Reputation: 105
I have a dataset that looks like this:
| ColumnA | ColumnB |ColumnZ |
| --------| -------------- |--------|
| 1 | locationA |324 |
| 1 | n.a. |34 |
| 2 | n.a. |21 |
| 2 | locationA |n.a. |
| 2 | locationA |34 |
| 2 | n.a. |12 |
| 3 | n.a. |1 |
| 3 | locationB |134 |
| 3 | n.a. |n.a. |
| 4 | n.a. |134 |
| 4 | locationC |n.a. |
| 4 | locationD |132 |
| 4 | locationD |n.a. |
I now want to add a new ColumnC
, in which is stated "different locations", when more than 1 location is in ColumnB
that belong to the same group (i.e. same number) in ColumnA
. So my desired output is:
| ColumnA | ColumnB | ColumnZ | ColumnC |
| --------| -------------- | --------| ----------------- |
| 1 | locationA | 324 | |
| 1 | n.a. | 34 | |
| 2 | n.a. | 21 | |
| 2 | locationA | n.a. | |
| 2 | locationA | 34 | |
| 2 | n.a. | 12 | |
| 3 | n.a. | 1 | |
| 3 | locationB | 134 | |
| 3 | n.a. | n.a. | |
| 4 | n.a. | 134 | different locations |
| 4 | locationC | n.a. | different locations |
| 4 | locationD | 132 | different locations |
| 4 | locationD | n.a. | different locations |
Therefore I've started with turning all n.a.
values in ColumnB
to NaN
values:
df['ColumnB'] = df['ColumnB'].replace('n.a.', np.NaN)

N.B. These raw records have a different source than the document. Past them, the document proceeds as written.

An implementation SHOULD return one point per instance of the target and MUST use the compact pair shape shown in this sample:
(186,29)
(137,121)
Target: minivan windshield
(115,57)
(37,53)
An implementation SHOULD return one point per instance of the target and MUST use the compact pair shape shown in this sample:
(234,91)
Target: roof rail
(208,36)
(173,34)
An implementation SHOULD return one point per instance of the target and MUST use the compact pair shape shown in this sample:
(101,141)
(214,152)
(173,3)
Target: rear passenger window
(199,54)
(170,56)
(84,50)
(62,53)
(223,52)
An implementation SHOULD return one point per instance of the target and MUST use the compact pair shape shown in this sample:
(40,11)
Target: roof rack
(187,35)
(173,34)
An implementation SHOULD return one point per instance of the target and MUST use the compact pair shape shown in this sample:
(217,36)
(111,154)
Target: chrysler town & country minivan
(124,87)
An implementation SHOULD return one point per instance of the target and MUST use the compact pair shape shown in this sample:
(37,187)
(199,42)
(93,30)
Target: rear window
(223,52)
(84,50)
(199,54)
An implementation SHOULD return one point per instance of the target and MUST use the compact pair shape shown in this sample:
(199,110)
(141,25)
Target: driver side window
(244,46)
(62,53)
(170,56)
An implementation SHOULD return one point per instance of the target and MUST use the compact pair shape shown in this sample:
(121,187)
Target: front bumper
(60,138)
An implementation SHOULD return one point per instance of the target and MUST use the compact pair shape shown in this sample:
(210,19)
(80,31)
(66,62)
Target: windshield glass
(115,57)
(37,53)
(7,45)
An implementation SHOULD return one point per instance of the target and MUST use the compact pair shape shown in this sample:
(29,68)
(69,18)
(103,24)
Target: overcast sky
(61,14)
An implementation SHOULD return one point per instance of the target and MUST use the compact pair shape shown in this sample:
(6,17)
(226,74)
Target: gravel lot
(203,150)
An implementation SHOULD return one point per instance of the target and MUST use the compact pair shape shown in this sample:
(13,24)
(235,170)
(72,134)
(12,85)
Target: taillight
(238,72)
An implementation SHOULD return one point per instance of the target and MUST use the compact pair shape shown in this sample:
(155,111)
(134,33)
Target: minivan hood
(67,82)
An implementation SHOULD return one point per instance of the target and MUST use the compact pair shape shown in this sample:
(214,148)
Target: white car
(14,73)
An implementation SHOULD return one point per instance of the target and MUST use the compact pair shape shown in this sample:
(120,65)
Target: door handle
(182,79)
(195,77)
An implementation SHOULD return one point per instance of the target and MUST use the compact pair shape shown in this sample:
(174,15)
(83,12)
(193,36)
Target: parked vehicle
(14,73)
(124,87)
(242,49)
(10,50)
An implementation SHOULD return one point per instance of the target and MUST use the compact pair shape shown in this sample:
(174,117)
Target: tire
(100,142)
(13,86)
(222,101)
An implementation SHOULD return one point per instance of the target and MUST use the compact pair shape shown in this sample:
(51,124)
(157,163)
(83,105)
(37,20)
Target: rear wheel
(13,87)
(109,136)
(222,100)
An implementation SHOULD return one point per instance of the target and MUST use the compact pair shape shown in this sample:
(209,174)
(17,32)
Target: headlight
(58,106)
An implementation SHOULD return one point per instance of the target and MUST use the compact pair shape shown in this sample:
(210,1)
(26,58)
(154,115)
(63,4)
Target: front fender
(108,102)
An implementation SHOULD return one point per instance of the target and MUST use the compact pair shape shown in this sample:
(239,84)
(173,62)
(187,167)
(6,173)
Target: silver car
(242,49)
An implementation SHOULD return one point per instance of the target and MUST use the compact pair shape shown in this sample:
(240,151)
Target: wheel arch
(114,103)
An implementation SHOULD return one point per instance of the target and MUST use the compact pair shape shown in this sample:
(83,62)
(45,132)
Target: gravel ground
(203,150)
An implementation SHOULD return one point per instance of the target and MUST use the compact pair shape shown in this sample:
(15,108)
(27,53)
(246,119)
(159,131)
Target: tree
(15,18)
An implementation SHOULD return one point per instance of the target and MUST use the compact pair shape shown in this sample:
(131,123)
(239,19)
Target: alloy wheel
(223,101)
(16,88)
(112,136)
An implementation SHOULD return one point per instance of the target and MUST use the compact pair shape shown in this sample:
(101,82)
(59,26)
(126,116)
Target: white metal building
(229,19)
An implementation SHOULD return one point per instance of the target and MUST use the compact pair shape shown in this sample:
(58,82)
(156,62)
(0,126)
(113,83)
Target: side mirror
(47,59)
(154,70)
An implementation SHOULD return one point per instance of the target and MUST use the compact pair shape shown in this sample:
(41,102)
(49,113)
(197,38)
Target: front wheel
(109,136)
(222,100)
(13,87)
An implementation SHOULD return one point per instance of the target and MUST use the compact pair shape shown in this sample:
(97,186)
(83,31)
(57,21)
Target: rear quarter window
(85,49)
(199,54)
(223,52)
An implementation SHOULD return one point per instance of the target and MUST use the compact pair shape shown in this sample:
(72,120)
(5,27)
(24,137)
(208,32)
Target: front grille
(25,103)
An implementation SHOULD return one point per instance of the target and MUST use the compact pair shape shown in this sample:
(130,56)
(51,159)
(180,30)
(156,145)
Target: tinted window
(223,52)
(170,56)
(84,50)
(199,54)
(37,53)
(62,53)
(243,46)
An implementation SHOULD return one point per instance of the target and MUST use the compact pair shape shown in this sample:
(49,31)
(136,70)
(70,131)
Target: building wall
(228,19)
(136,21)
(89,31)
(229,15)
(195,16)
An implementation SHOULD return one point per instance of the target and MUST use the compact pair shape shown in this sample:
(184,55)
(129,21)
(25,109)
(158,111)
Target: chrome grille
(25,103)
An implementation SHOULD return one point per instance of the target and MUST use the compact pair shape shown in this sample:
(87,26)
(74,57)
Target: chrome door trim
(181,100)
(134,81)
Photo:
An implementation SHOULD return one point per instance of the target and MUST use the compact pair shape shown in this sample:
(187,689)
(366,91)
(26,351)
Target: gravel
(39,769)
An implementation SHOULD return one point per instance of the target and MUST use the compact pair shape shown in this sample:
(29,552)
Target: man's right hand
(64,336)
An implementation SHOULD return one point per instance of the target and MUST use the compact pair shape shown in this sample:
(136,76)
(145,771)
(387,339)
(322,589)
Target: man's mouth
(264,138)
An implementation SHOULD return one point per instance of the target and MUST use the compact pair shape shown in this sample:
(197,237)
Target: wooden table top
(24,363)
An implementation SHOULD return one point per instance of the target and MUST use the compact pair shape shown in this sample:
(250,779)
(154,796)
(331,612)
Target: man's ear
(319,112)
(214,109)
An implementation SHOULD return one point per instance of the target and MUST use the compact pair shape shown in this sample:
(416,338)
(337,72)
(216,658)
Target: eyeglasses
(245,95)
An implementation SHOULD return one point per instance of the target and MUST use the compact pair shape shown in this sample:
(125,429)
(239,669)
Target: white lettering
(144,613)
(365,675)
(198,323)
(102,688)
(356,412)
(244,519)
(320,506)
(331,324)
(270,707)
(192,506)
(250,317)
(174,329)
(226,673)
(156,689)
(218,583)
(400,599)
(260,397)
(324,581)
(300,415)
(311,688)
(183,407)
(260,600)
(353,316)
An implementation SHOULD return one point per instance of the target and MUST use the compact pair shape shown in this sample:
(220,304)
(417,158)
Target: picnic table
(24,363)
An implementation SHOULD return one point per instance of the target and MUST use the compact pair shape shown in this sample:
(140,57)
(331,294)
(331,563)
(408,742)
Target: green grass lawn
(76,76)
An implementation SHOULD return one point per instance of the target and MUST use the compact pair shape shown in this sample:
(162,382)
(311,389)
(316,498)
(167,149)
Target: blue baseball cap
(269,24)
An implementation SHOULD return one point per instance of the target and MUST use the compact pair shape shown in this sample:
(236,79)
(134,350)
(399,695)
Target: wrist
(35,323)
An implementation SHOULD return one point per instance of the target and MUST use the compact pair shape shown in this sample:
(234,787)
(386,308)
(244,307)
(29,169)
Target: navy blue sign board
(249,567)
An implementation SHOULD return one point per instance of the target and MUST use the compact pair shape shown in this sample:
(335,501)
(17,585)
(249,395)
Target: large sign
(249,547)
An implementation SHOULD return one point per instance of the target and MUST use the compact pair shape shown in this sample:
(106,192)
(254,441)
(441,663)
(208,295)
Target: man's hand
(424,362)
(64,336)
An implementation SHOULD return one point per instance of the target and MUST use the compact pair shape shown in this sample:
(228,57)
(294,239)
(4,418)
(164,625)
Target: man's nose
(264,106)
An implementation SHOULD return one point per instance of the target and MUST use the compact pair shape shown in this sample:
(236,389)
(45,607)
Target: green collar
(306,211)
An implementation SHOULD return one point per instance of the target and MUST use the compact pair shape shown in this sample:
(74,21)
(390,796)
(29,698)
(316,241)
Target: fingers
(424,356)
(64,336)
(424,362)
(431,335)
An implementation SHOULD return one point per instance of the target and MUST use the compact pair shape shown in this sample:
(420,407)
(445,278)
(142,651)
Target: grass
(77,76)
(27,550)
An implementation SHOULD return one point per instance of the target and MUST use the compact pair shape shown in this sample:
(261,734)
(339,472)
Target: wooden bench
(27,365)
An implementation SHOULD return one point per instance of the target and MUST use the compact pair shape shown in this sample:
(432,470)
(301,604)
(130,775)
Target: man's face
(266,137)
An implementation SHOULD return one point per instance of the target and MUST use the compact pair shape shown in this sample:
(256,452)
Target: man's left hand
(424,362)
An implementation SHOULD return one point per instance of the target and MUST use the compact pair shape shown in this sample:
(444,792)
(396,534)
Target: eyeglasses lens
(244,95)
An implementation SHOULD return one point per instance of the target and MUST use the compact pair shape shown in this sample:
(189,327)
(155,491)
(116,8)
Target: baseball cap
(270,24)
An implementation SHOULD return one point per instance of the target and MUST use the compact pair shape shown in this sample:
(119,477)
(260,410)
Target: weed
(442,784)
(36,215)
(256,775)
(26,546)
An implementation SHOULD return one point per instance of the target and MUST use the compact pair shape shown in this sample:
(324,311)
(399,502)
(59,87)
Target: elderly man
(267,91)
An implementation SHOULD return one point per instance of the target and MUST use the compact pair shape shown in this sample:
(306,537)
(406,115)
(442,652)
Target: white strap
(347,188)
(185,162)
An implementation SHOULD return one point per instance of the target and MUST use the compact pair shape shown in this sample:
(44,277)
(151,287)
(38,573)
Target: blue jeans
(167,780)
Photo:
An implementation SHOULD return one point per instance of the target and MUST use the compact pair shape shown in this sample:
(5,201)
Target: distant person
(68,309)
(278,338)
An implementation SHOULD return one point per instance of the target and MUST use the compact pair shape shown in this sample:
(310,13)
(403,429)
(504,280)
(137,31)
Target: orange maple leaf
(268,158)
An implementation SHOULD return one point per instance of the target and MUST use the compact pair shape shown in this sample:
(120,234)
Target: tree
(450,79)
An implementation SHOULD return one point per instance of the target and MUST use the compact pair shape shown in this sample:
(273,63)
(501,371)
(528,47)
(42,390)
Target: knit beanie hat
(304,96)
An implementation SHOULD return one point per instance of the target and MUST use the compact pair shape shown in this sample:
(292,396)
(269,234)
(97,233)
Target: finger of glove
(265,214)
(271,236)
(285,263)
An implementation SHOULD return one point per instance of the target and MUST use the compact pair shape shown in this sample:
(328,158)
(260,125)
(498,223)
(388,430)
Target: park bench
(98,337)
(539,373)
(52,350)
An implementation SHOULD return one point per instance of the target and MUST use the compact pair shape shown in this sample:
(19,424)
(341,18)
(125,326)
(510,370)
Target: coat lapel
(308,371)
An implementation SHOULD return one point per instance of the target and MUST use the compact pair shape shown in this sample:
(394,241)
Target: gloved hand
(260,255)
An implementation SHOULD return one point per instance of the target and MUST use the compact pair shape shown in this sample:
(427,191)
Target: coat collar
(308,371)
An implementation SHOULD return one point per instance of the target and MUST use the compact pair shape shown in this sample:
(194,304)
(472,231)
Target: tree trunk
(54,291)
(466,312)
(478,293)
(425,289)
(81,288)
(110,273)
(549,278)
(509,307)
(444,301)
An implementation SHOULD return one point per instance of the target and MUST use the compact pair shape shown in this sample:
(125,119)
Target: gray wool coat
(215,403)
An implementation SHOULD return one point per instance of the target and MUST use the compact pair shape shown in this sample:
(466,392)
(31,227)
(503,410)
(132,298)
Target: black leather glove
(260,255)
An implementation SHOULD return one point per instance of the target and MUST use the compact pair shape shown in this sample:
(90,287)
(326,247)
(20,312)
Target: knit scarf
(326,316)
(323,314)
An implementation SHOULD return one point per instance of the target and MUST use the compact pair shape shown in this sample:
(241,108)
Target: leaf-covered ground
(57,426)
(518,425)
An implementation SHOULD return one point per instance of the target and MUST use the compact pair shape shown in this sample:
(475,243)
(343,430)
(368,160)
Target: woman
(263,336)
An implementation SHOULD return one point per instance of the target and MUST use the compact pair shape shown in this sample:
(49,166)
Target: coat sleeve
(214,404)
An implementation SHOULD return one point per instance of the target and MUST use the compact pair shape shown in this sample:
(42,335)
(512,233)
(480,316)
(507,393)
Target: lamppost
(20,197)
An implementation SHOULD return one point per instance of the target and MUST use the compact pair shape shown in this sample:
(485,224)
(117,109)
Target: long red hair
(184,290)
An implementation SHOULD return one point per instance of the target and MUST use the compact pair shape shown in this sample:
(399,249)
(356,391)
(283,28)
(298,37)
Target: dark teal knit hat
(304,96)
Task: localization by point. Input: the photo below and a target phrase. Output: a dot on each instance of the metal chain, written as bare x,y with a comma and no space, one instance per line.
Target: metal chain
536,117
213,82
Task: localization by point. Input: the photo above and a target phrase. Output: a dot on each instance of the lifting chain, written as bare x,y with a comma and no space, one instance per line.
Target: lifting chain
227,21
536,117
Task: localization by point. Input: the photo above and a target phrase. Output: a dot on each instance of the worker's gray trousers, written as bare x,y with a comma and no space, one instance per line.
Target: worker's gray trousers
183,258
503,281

and then I've tried it with this function:
def no_of_locations(group):
if df['ColumnB'].nunique() > 1:
df['ColumnC'] = 'different locations'
pass
df.groupby('ColumnA').apply(no_of_locations)
Yet, the result is that it still counts all unique values in the whole ColumnB
, not only in the group based on ColumnA
. How can I restrict it on the respective group?
Upvotes: 2
Views: 72
Reputation: 1490
If only condition is having repeating ColumnA after dropping na values you can just count the number of ColumnA values and use it to mask and filter your original dataframe
mask = df['ColumnA'].isin((df.replace({'ColumnB' : {'n.a.': np.nan}})
.dropna(subset=['ColumnB'])
.groupby('ColumnA')['ColumnB'].nunique()
.loc[lambda x: x>1].index.values
)
df.loc[mask, 'ColumnC'] = 'different_locations'
Upvotes: 1